Lately, Matt and I have been under a lot of stress and we are riding the emotional roller coaster. In fact, until Emerson was born, I did not truly understand emotions.
Now, anguish, pain, devastation, heartache, tragedy, sorrow, and depression have depth and meaning. But there is also a newer, deeper meaning to joy, peace, triumph, pride, hope, happiness, love, and faith. My whole life, my whole sense of self and well-being are tied up with Emerson right now. And I know it’s not healthy or safe, but he’s my son. How could I want anything for myself other than everything for him?
And I am finding that it is harder and harder for me to express what I am feeling. These words are not enough. It is not enough to say “Today I was sad” or “Today I was angry”. It’s so inadequate and does not even scratch the surface of my emotions.
Yet I am also finding it easier and easier to understand other people. My capacity for empathy has increased tenfold. I understand now how physically painful it is to not hold your child in your arms while watching them cry out without a sound.
I ache for my son. It tears me up to see him struggling to function. It drives me crazy knowing that no doctor can give us an answer. It takes Emerson three times longer to accomplish his goals. It’s not just his heart that cause him problems. And I don’t know what that means for him. For his future.
And every day I am here, I realize how easy our family has it. Sure we are not the “best case scenario”, but I have met so many children and families worse off than us.
Today a mom is going home with her four-year old son. A moment of triumph undercut by the stark reality: his heart is a ticking time bomb. The doctors are sending him home because they can do no more for him. He picked up a virus that no drug can cure, no surgery can fix, and no transplant will eliminate. He may have a whole lifetime ahead of him or he may not. This mom is so strong and such a beautiful person. I don’t know where her strength comes from. He will be her second child she loses.
Another mom is only 19. She has been here with her son for three months. She is not married and not even sure if she is in a relationship with the child’s father any more. She hasn’t gone to school. She doesn’t have a job. She doesn’t have a car. She doesn’t have a home. She doesn’t have any help. And she knows this. She accepts this. And she is strong enough to give her child up for adoption. She is brave enough to leave here without him. I cannot imagine how difficult that would be. I could not walk away from here without Emerson. But she can and she will because she wants the best for her child. She is braver than I could ever be.
There is a couple who I still consider “new” although they’ve been here for a month. Their daughter was born with an undetected heart defect, and a serious one. They were transported here and their daughter had a few weeks to grow before her surgery. Her surgery was 12 hours. Afterward she was put on ECMO, a heart and lung bypass machine. She is off of it now, but her parents found out she would need open heart surgery every three years to keep her heart functioning.
Do you know how painful it is to not know what will happen to your child? Instead of thinking of prom and high school, I wonder how he will be doing in an hour and if, when I wake up in the morning, he will be re-intubated. I’ve gone from hoping he will be an all-star, to wondering if anyone will talk to him or be his friend in school.

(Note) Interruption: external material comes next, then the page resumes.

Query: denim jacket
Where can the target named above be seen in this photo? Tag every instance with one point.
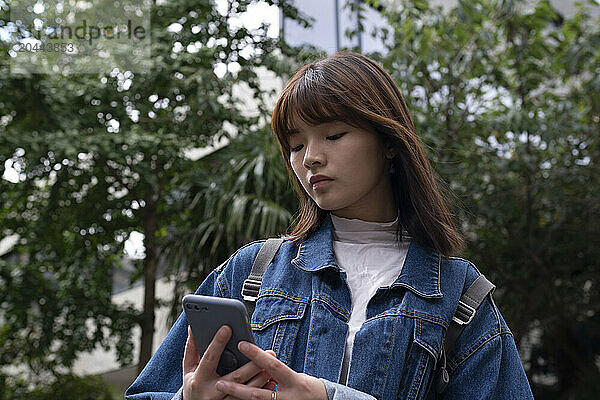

There are no guarantees. Emerson could be perfectly “normal” with no outward problems. Or he could have sever mental retardation. Or anything on the spectrum. And I cannot imagine sending him into a world where people do not love him, where they cannot see him, where they don’t realize how hard he’s worked to LIVE. How do any parents do it? How do they send their child to school knowing how cruel and intolerant people can be?
And how can it be so easy for us to forget about people. To shuffle them to the side because their abilities make us feel bad or uncomfortable. How can we deny them basic human dignity?
I want everything for my son. I want him to have a best friend he spends his summers getting in trouble with. I want him to ride a bike and play sports. I want him to be invited to birthday parties. I want him to go to prom. I want him to fall in love. I want him to get married. I want him to have kids. And I want everything for him that we take for granted. I want him to eat from a bottle. I want him to crawl. I want him to walk. I want him to talk. I want him to learn his alphabet. I want him to learn his numbers. I want him to tie his shoes. I want him to kiss and hug.
I love Emerson so much. It is beyond painful to see him struggle. I feel so helpless all the time. And I find myself pleading with God to somehow let me suffer through all this. Pleading with him to heal Emerson. Pleading with him to just give me the strength to keep going.